Under the measure, Facebook will not use the label for media outlets affiliated with individual political figures or parties, which Gleicher said could push “boundaries that are very, very slippery.”

“What we want to do here is start with the most critical case,” he said.

Gleicher said Facebook’s definition of state-controlled media was informed by experts on media, governance, human rights, and development.

“We know that governments continue to use funding mechanisms to control media, but this alone doesn’t tell the full story,” Gleicher wrote. “That’s why our definition of state-controlled media extends beyond just assessing financial control or ownership and includes an assessment of editorial control exerted by a government.”

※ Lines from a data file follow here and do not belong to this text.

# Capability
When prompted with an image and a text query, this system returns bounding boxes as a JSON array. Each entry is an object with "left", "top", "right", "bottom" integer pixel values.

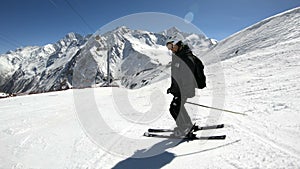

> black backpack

[{"left": 193, "top": 56, "right": 206, "bottom": 89}]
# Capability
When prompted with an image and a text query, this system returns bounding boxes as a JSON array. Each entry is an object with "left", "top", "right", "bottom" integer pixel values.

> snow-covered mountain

[
  {"left": 0, "top": 27, "right": 213, "bottom": 93},
  {"left": 0, "top": 5, "right": 300, "bottom": 169}
]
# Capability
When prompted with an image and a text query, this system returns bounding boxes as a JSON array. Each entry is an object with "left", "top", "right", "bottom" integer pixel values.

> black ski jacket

[{"left": 169, "top": 41, "right": 197, "bottom": 98}]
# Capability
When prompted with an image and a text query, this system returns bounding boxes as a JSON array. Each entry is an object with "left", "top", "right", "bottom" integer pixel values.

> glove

[{"left": 167, "top": 88, "right": 171, "bottom": 94}]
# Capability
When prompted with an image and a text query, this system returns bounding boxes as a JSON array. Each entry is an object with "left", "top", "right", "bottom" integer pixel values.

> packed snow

[{"left": 0, "top": 8, "right": 300, "bottom": 169}]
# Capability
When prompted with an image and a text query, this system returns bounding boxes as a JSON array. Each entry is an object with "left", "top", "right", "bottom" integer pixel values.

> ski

[
  {"left": 148, "top": 124, "right": 224, "bottom": 133},
  {"left": 144, "top": 132, "right": 226, "bottom": 140}
]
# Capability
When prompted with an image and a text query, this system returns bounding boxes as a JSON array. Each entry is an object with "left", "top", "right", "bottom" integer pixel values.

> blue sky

[{"left": 0, "top": 0, "right": 300, "bottom": 54}]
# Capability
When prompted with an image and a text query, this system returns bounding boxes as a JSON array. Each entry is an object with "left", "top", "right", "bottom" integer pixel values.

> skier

[{"left": 166, "top": 40, "right": 197, "bottom": 136}]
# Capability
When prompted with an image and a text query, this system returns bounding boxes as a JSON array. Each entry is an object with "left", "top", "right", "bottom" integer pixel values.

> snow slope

[{"left": 0, "top": 8, "right": 300, "bottom": 169}]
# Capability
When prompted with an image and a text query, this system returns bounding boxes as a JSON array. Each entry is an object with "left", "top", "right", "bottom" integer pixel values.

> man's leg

[{"left": 169, "top": 97, "right": 193, "bottom": 129}]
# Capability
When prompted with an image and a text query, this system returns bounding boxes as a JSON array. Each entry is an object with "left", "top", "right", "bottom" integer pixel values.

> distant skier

[{"left": 166, "top": 39, "right": 206, "bottom": 135}]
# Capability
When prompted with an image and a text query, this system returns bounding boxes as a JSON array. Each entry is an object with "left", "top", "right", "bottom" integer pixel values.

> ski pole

[{"left": 186, "top": 102, "right": 247, "bottom": 116}]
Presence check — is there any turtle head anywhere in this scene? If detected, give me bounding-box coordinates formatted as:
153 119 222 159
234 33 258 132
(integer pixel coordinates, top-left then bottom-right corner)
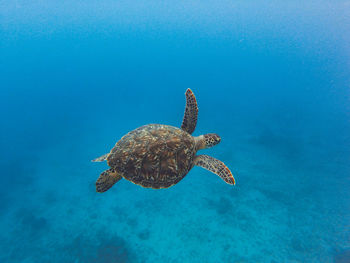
196 133 221 150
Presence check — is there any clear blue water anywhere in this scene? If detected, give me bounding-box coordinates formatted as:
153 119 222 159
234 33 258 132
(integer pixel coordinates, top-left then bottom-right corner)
0 0 350 263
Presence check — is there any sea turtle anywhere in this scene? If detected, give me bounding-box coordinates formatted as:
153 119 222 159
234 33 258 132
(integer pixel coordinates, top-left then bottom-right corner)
92 89 235 193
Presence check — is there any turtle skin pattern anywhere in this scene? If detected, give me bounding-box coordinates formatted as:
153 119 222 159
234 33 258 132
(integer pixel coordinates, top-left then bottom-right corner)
107 124 196 189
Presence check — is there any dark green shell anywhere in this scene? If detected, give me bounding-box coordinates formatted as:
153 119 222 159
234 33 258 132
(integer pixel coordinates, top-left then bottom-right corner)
107 124 196 189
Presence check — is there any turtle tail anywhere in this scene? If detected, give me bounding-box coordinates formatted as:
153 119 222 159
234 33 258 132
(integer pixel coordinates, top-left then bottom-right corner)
96 168 122 193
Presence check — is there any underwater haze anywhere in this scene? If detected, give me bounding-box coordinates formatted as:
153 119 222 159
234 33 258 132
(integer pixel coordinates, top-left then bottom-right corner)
0 0 350 263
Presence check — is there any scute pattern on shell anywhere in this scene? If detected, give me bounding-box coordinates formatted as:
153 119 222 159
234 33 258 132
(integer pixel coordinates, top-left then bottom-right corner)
107 124 196 189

One media company to challenge Facebook after it announced plans for the state-run labels is Al Jazeera. It is funded by the Qatari government but insists it has editorial independence and in a November letter (pdf) to Facebook said such a label “would cause irreparable harm” to the outlet.

Media outlets can submit an appeal if they believing they have been mislabeled by Facebook.

Reuters contributed to this report.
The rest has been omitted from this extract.